The office with an any-weather dress code

Photographed: Hardy Amies tropical wool suit (£295)T.M. Lewin cotton-linen shirt (£49.95)T.M. Lewin wool-linen orange tie (£39.95)

Sadly, you can’t take a sick day every time the sun comes out, so you need clothes keep you the right side of the dress code without giving you heat stroke. “Fabric and colour are vital here,” says Alice. “If you wear your everyday suit, you’ll melt, so look instead for fabrics that are built for heat.” Cotton or tropical wool, which is woven with larger gaps in the fabric to encourage air flow, are ideal, as is linen if you can get away with a more rumpled vibe. “If you can add colour, try a tie in an ice cream shade, to give your suit a summer twist.”

The office with a sunnier dress code

Photographed: Moss London cotton knit polo (£40)Paul Smith slate blue chinos (£125)G.H. Bass suede loafers (£125)

If you can get away with being less formal at work, summer’s the time to lean in. A polo shirt is the perfect alternative to long sleeves, but be wary of stepping down too far. “It can look very casual very easily,” says Alice, “so it’s important to make sure everything around it feels smarter.” That means leather shoes rather than trainers, and definitely no sandals. Swapping jeans for chinos offers a double-win: “They’re smarter and cooler, so they’ll make your commute that much more bearable.”

A barbecue where you want to make an effort

Photographed: Wax London poppy print short-sleeve shirt (£80)Boden blue chino shorts (£45)Vans dark blue OG trainers (£59)

A barbecue is your chance to relax, eat food that’s mostly charcoal, and push your style slightly outside your comfort zone. But that means ‘fun’, rather than ‘novelty’. Bold prints are perfect, but avoid anything that feels funny rather than stylish. “Think a 1950s, retro vibe,” says Alice. Camp collar shirts are perfect for that modern throwback vibe and will channel the likes of Allen Ginsberg and Jack Kerouac, without looking like fancy dress. “It lets you break away from the nine-to-five, but you can always cover it up with a jacket if it starts to feel like too much.”

The day as the kids’ sherpa

Photographed: Oliver Sweeney forest green rucksack (£149)Hammond & Co. seersucker shirt (£42)MVP cargo shorts (£26)

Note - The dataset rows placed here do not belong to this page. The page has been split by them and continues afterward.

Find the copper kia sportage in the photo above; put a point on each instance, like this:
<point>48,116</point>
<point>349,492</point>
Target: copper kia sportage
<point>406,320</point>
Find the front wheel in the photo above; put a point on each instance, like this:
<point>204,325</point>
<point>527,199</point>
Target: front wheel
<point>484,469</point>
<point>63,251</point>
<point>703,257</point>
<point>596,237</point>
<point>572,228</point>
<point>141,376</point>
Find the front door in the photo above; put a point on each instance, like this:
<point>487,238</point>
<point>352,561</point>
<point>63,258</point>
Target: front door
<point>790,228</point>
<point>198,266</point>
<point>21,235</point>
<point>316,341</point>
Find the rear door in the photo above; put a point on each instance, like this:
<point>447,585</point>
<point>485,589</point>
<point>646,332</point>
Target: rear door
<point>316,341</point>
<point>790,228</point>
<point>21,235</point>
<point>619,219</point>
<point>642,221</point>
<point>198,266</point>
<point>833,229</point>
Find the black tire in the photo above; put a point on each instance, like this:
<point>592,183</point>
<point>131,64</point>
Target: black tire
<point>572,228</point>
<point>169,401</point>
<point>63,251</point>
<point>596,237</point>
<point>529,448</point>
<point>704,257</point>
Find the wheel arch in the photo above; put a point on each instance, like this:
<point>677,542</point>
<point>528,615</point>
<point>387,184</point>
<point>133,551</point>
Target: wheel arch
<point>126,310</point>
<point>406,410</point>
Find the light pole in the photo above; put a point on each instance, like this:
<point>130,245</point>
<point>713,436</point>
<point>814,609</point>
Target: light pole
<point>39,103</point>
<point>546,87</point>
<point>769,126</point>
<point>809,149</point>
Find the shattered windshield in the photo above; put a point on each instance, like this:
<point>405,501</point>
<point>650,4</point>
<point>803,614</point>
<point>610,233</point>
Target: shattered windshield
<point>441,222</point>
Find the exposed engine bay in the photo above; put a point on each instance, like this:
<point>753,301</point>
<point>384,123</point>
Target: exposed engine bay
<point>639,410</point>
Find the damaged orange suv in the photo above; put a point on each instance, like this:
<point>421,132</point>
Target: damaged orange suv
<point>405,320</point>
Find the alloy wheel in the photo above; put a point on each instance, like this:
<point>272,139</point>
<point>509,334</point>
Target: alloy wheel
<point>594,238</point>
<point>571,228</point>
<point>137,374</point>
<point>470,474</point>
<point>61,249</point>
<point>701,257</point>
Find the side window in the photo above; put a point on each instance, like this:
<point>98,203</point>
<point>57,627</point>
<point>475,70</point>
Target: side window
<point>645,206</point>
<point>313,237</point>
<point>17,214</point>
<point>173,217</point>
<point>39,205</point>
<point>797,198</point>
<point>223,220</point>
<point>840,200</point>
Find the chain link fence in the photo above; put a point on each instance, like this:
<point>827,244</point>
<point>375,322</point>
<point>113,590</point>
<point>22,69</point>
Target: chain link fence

Planning a family day out that doesn’t get derailed by rain is a win in itself, but don’t let meteorological good fortune distract you from the importance of prep. If you’re running back-and-forth to the ice cream van in between games of frisbee, you can end up a sweaty mess unless you’ve picked the right fabrics. “Seersucker is a wonderful summer fabric,” says Alice, “because it’s lightweight and breathable. Plus the texture elevates simple looks.” You’ll also doubtless need to carry a lot of stuff to keep the wee ones entertained, which is where a backpack shines. Look for one with plenty of storage but not too many details, so it doesn’t distract from your outfit. Then your hands are free to wrangle the kids.